Police Minister Bheki Cele Photo: Facebook

Police Minister Bheki Cele will meet Western Cape Total Shutdown Communities (WCTSC) leaders again next week to discuss their concerns about the economic system, which they say is to blame, among others, for the high levels of poverty, crime and gangsterism.

Cele met Bonteheuwel residents and WCTSC leaders on Wednesday subsequent to the Total Shutdown protests. Emotions ran high at the meeting when residents chased away Mayco member for safety and security JP Smith and local ward councillor Angus McKenzie from the venue.

The minister would not engage them before Smith and McKenzie agreed to leave the meeting.
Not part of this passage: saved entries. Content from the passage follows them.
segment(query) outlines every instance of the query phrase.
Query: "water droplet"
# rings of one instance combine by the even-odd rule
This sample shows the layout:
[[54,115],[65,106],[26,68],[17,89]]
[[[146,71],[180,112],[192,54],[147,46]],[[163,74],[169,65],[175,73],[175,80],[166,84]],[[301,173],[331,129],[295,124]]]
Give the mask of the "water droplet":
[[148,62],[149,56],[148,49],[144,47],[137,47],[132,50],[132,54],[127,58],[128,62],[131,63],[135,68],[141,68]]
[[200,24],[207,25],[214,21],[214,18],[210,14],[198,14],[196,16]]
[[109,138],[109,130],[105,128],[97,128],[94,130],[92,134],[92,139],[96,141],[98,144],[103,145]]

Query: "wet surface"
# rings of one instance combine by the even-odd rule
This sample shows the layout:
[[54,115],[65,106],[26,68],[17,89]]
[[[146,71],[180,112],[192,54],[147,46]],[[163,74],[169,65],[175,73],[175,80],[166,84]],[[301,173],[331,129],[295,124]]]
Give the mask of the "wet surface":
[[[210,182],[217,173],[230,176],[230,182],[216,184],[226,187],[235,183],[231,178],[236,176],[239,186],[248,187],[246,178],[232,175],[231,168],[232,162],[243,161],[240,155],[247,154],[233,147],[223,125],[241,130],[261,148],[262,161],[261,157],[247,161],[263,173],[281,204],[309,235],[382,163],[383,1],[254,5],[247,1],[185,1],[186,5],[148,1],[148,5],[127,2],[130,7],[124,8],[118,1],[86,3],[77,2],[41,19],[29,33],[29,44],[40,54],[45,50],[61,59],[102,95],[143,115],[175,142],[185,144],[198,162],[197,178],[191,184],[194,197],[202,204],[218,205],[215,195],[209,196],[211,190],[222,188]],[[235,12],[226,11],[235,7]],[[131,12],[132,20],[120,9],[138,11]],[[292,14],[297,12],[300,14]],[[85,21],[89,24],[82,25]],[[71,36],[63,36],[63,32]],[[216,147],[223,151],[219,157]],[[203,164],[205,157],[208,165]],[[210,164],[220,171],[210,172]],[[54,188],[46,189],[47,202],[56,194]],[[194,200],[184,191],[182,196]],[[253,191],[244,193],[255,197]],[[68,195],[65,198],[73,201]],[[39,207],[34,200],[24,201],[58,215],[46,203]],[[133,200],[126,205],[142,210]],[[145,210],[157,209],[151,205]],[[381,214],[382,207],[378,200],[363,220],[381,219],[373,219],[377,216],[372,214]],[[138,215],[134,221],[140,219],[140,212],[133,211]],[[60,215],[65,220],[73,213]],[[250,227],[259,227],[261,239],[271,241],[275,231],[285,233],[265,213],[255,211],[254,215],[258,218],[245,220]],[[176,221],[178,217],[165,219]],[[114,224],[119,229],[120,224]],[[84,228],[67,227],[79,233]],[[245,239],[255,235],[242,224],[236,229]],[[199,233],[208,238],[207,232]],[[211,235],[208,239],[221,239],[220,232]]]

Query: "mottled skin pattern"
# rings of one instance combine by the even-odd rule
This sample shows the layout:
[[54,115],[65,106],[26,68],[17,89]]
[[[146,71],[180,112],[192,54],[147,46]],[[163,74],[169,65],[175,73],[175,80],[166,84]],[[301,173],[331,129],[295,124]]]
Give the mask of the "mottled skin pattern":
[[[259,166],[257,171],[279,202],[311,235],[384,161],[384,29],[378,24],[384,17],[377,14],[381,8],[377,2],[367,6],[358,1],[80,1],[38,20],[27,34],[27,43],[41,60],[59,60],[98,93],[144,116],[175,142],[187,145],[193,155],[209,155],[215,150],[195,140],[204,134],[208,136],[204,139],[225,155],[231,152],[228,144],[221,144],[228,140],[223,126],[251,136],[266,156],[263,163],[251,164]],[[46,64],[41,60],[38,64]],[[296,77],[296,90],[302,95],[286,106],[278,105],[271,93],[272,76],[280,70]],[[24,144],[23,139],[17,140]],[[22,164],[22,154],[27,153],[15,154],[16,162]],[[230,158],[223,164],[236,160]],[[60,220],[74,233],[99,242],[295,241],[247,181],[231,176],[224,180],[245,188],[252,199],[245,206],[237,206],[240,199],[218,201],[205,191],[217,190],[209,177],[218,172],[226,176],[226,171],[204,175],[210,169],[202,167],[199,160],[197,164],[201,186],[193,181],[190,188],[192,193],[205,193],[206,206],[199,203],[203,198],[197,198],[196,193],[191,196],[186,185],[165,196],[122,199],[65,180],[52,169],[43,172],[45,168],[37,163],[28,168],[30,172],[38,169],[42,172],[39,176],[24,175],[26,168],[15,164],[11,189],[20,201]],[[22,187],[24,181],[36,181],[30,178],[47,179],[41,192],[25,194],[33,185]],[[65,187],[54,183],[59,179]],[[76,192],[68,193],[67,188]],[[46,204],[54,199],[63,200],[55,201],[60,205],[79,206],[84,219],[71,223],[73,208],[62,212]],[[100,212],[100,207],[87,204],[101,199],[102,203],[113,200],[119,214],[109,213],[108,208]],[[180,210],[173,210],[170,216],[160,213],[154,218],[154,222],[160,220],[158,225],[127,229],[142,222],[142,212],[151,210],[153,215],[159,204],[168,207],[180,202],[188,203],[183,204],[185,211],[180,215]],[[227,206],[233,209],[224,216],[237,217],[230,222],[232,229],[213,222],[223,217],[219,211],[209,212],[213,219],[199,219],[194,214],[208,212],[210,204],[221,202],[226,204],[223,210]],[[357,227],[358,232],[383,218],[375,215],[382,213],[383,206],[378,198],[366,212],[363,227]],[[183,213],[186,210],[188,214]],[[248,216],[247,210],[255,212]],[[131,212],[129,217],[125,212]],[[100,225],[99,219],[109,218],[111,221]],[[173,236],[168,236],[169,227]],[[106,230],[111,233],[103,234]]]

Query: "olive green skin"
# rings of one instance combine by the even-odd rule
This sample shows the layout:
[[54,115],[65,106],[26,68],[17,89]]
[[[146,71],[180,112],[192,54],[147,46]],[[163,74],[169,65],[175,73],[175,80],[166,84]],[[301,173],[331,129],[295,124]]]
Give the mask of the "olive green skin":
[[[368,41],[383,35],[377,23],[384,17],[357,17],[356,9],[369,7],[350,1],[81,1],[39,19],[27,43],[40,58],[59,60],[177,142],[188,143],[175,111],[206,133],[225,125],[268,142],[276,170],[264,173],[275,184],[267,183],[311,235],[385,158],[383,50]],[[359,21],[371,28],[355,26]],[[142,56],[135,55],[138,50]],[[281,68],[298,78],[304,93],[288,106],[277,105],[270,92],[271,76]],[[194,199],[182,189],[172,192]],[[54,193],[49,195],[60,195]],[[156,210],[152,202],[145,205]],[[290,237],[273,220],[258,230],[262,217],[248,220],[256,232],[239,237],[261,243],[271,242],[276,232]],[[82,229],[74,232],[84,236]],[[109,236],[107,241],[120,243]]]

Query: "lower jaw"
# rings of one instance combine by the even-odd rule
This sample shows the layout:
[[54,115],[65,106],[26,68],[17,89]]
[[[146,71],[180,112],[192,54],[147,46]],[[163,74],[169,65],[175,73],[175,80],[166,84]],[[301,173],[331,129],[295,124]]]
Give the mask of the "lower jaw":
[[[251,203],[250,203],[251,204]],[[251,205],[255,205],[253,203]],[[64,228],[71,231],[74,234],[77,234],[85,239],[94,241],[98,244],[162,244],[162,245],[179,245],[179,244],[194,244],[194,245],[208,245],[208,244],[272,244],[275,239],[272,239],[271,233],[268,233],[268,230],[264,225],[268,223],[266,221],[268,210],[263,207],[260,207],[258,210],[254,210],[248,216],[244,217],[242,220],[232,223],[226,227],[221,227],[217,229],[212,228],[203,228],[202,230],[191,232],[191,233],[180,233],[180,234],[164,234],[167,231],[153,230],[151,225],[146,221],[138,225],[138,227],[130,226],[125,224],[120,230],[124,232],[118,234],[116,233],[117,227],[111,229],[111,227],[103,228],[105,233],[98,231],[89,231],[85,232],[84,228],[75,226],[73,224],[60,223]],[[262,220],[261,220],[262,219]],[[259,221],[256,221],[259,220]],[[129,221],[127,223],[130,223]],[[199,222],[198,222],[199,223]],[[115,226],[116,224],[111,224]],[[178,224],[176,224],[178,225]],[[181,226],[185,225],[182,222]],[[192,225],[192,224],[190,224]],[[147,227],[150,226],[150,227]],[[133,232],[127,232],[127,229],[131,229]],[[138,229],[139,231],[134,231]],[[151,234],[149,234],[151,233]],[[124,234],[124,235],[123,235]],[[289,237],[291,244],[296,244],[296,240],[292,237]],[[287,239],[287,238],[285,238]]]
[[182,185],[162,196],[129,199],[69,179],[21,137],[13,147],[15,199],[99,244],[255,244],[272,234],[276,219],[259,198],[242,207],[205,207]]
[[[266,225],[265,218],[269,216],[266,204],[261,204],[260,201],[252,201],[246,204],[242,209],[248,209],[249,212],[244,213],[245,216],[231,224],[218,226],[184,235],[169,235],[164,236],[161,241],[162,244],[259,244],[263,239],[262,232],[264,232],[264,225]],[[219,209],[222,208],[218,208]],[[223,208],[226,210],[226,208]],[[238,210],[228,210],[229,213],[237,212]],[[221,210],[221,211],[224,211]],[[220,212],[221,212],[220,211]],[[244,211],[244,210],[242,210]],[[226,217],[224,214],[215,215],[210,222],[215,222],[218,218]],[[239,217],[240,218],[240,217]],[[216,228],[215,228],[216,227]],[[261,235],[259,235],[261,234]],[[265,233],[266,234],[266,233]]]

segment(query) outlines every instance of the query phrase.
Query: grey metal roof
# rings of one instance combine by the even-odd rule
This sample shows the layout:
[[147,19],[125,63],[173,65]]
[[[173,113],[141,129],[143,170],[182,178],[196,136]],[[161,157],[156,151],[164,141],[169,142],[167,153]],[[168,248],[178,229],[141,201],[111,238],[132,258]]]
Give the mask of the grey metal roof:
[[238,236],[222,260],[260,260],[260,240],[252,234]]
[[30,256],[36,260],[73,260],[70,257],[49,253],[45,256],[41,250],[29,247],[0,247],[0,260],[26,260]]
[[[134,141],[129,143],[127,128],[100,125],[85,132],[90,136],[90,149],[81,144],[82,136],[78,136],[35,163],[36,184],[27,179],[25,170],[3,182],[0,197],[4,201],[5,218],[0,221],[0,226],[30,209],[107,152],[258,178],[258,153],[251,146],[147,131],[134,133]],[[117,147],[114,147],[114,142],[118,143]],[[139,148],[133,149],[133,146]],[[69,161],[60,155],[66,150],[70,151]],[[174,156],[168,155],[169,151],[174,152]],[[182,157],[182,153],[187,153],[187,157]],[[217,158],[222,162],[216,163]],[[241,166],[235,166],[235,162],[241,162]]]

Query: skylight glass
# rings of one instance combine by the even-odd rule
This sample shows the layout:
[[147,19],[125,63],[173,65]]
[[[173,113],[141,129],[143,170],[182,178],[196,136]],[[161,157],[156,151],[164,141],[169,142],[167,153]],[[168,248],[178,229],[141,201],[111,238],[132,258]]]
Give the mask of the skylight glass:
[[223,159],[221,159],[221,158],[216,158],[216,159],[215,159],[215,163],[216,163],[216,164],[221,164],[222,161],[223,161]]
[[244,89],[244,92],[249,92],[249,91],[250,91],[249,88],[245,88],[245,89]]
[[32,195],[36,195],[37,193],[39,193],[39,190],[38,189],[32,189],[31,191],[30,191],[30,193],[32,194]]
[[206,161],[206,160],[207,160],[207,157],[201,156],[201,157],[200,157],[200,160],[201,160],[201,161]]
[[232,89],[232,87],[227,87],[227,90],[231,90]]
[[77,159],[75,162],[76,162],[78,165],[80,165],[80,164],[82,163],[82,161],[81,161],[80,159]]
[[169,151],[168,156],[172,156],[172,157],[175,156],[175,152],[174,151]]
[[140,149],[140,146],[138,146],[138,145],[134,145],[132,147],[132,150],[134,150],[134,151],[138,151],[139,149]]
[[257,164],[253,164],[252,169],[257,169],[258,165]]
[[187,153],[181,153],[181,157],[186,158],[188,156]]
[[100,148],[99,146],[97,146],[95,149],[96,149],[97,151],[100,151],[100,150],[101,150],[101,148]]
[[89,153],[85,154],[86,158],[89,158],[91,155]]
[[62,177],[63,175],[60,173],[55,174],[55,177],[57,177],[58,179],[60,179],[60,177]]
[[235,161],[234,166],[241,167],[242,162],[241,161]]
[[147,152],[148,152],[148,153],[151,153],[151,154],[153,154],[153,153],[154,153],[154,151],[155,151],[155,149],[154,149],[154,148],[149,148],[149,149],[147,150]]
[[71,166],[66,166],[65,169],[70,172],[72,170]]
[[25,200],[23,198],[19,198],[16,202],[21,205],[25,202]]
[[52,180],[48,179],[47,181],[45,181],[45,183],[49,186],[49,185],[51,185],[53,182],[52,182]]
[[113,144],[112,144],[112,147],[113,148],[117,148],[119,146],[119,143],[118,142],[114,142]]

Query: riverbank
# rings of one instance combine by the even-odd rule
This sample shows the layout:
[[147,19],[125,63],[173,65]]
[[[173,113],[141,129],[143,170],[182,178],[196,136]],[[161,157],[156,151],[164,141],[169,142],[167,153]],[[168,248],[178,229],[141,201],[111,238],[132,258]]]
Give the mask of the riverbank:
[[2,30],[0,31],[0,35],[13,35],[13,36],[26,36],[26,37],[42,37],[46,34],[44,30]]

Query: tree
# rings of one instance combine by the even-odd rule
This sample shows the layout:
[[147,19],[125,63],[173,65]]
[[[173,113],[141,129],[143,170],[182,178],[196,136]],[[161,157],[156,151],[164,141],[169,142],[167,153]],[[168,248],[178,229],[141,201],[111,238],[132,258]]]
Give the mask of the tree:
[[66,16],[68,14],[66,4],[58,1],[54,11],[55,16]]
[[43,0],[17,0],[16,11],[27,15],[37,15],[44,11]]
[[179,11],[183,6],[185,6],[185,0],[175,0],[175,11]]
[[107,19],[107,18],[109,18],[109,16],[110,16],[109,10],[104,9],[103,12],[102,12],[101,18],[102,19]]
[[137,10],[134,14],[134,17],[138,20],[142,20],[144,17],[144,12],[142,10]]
Commenting on Smith and McKenzie being ejected from the meeting, Gatto Wanza of WCTSC told the Cape Times on Thursday the "DA is guilty of continuing the old apartheid way of governance, of thinking they control the way we think, the way we do things, and we are tired of that. The old apartheid way of doing things must come to an end and we the people must come together".

Wanza said it was a fruitful meeting with Cele. "We have a plan and we will be meeting with the minister again on October 3 and sit down and share the plan. 

"The meeting will not be about crime and gangsterism, but about the economic system that is not working for us. We need to redevelop the economic system from the grass-roots level."

Wanza said Cele will be talking to his colleagues in the cabinet in the meantime and seeing as "there is only one government", feels the police minister will be able to their case forward.

On Wednesday, the police minister was shown a video of the protest, where eight people from Bonteheuwel were arrested, with the police resorting to firing stun grenades and rubber bullets. In total, 24 people were arrested across the city, with only one person, who had his case dismissed, appearing in court on Wednesday.

On Thursday, Cele acknowledged more police officers needed to be assigned to the Western Cape, but that there was a shortage nationally, the SABC reported.

“The issue of the shortage of police personnel in the Western Cape is a national issue, it is not them only. Thus far we have pulled people from other provinces to increase the numbers in that area.

"We agree, we're working on numbers of people we're going to send on training. We are not going to give the number now, which is more than a thousand people, and those people will be trained for Cape Town.”

The Cape Argus reported that Henriette Abraham of WCTSC called on Cele on Wednesday to spend time in Bonteheuwel and use public transport without bodyguards, “to see how the community lives”.

“Every day we are robbed on our way to work; our children are being manhandled by gangsters on their way to school because they want them to join gangs,” said Abrahams.

Abraham's community depended on a satellite police station that closed before midnight.